Tesla (NASDAQ: TSLA), widely regarded as one of the world’s best manufacturers of pure electric cars, has reported second quarter fiscal 2015 results. Tesla has constantly churned out a line of marquee models, including the Tesla Model S with its exceptional mileage capability, leaving competing hybrid electric cars from companies such as General Motors (NYSE: GM) and Ford (NYSE: F) lying in the dust. But the company is having an increasingly hard time translating the hype into real sales and profits.
Tesla reported that its sales for the quarter clocked in at $1.2 billion, representing a healthy 40% Y/Y growth and beating consensus estimates by $20 million. The company’s profits, however, were a different story altogether.
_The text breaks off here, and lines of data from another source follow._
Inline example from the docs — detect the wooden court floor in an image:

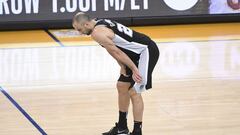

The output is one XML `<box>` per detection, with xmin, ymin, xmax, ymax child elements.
<box><xmin>0</xmin><ymin>23</ymin><xmax>240</xmax><ymax>135</ymax></box>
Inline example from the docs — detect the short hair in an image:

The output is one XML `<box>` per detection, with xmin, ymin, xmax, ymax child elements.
<box><xmin>73</xmin><ymin>12</ymin><xmax>92</xmax><ymax>24</ymax></box>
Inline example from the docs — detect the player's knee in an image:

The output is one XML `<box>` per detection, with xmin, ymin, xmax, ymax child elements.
<box><xmin>129</xmin><ymin>89</ymin><xmax>142</xmax><ymax>99</ymax></box>
<box><xmin>117</xmin><ymin>82</ymin><xmax>129</xmax><ymax>94</ymax></box>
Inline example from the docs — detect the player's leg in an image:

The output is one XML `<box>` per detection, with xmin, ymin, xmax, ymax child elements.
<box><xmin>117</xmin><ymin>81</ymin><xmax>130</xmax><ymax>130</ymax></box>
<box><xmin>129</xmin><ymin>89</ymin><xmax>144</xmax><ymax>135</ymax></box>
<box><xmin>129</xmin><ymin>42</ymin><xmax>159</xmax><ymax>135</ymax></box>
<box><xmin>103</xmin><ymin>75</ymin><xmax>132</xmax><ymax>135</ymax></box>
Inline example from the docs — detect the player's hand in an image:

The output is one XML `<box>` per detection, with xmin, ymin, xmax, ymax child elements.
<box><xmin>132</xmin><ymin>69</ymin><xmax>142</xmax><ymax>83</ymax></box>
<box><xmin>120</xmin><ymin>66</ymin><xmax>127</xmax><ymax>76</ymax></box>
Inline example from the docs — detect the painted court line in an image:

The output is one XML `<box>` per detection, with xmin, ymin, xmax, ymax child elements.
<box><xmin>0</xmin><ymin>86</ymin><xmax>47</xmax><ymax>135</ymax></box>
<box><xmin>44</xmin><ymin>30</ymin><xmax>64</xmax><ymax>47</ymax></box>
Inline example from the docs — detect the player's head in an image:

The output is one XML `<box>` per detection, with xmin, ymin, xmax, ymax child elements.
<box><xmin>72</xmin><ymin>12</ymin><xmax>94</xmax><ymax>35</ymax></box>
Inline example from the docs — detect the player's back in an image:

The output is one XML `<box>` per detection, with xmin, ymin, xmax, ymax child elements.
<box><xmin>96</xmin><ymin>19</ymin><xmax>152</xmax><ymax>54</ymax></box>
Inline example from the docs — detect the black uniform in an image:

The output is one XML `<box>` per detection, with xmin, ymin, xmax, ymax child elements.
<box><xmin>96</xmin><ymin>19</ymin><xmax>159</xmax><ymax>93</ymax></box>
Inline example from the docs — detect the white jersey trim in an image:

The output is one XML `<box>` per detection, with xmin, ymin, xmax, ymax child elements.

Tesla’s bottom line, a subject of increased investor attention, slipped deeper in the red after its losses escalated and nearly tripled to $184.3 million, or -$1.45 per share compared to -$0.48 per share during the prior year quarter.
While the wider loss would have been bad enough by itself, Tesla’s lowered revenue guidance provided the final straw. Tesla backed down its earlier sales forecast of 55,000 vehicles for 2015 to a lower range of 50,000-55,000. Quite tellingly, the company remained mute about the expected sales of the new Model X that it plans to launch in September. It was therefore hardly surprising that Tesla shares tanked as much as 8% in after-market trading, as it didn't quite keep up to investor expectations.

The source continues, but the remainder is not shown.